DI VINCENZO G. PALIOTTI

“Bisogna morire per essere credibili?”, parole di Giovanni Falcone nel corso dell’ultima intervista prima di cadere sotto i colpi della mafia, con la regia di quelle “menti raffinatissime” che lo stesso Falcone ne aveva denunciato l’esistenza all’alba dell’attentato fallito, per un caso fortuito, all’Addaura il 21 Giugno del 1989.

Oggi a 29 anni da quel maledetto 23 Maggio, quando cioè cosa nostra fece saltare in aria un pezzo dell’autostrada che da Palermo porta all’aeroporto di Punta Raisi, oggi intitolato proprio a Falcone e Borsellino, spezzando la vita del magistrato, della moglie Francesca Morvillo e della scorta, quelle “menti raffinatissime” ancora sono da scoprire e chissà se mai lo saranno per fargliela pagare.

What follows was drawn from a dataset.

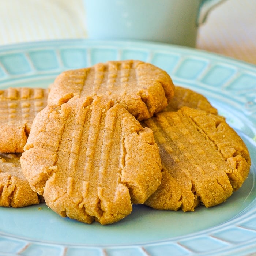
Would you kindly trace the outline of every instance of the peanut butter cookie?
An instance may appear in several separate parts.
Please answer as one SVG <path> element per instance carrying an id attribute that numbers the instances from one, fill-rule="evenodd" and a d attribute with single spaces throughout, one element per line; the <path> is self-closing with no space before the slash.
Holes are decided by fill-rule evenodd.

Le indagini, unitamente alle deposizioni dei “collaboratori di giustizia” (i pentiti), e degli stessi autori materiali della strage hanno accertato la presenza di elementi “estranei” a cosa nostra, qualcuno ha catalogato queste presenze come “pezzi infedeli dello Stato”, sul luogo da dove partì l’impulso per attivare la carica di 500 kg. di tritolo che diede luogo alla strage.

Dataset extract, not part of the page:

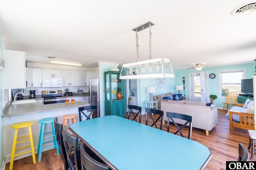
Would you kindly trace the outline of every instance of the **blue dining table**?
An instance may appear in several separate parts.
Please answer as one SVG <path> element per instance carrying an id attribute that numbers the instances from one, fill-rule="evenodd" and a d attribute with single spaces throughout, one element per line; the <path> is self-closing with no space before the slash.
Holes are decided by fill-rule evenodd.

Nel corso di tutti questi anni ci si è convinti che quelle “menti raffinatissime” considerate mandanti della la strage di Capaci, sono molto più vicine di quanto si pensi e che, volendo, sia anche facile trovarle. Quello che manca per scoprirlo è il coraggio di rompere un muro innalzato dalla mafia, e da quei “pezzi infedeli dello Stato”, per conto delle “menti raffinatissime”. Le tante deposizioni dei collaboratori di giustizia ce lo dicono, ce lo dicono gli stessi autori della strage, ce lo dice la risultanza del processo alla “trattativa stato mafia”, trattativa messa in atto proprio per scongiurare altre stragi, ce lo dice ancora oggi il silenzio che qualcuno ha interesse a mantenere.

Come ebbe a dichiarare sul Corriere della Sera (22 Aprile 2018) il PM del processo della “trattativa” Nino Di Matteo: «Adesso ci vorrebbe un pentito di Stato, un qualcuno che faccia chiarezza rispetto a quanto avvenuto»  che potrebbe fare luce anche su altri delitti come quello di Capaci e di Via D’Amelio che due mesi dopo Capaci provocò la morte di Paolo Borsellino, delitti che portarono direttamente alla “trattativa stato mafia”.

Giovanni Falcone, Francesca Morvillo, Vito Schifani, Rocco Dicillo, Antonio Montinaro, fare luce su quel 23 Maggio 1992 è un debito che lo stato deve prima o poi pagare quale minimo riconoscimento del vostro sacrificio.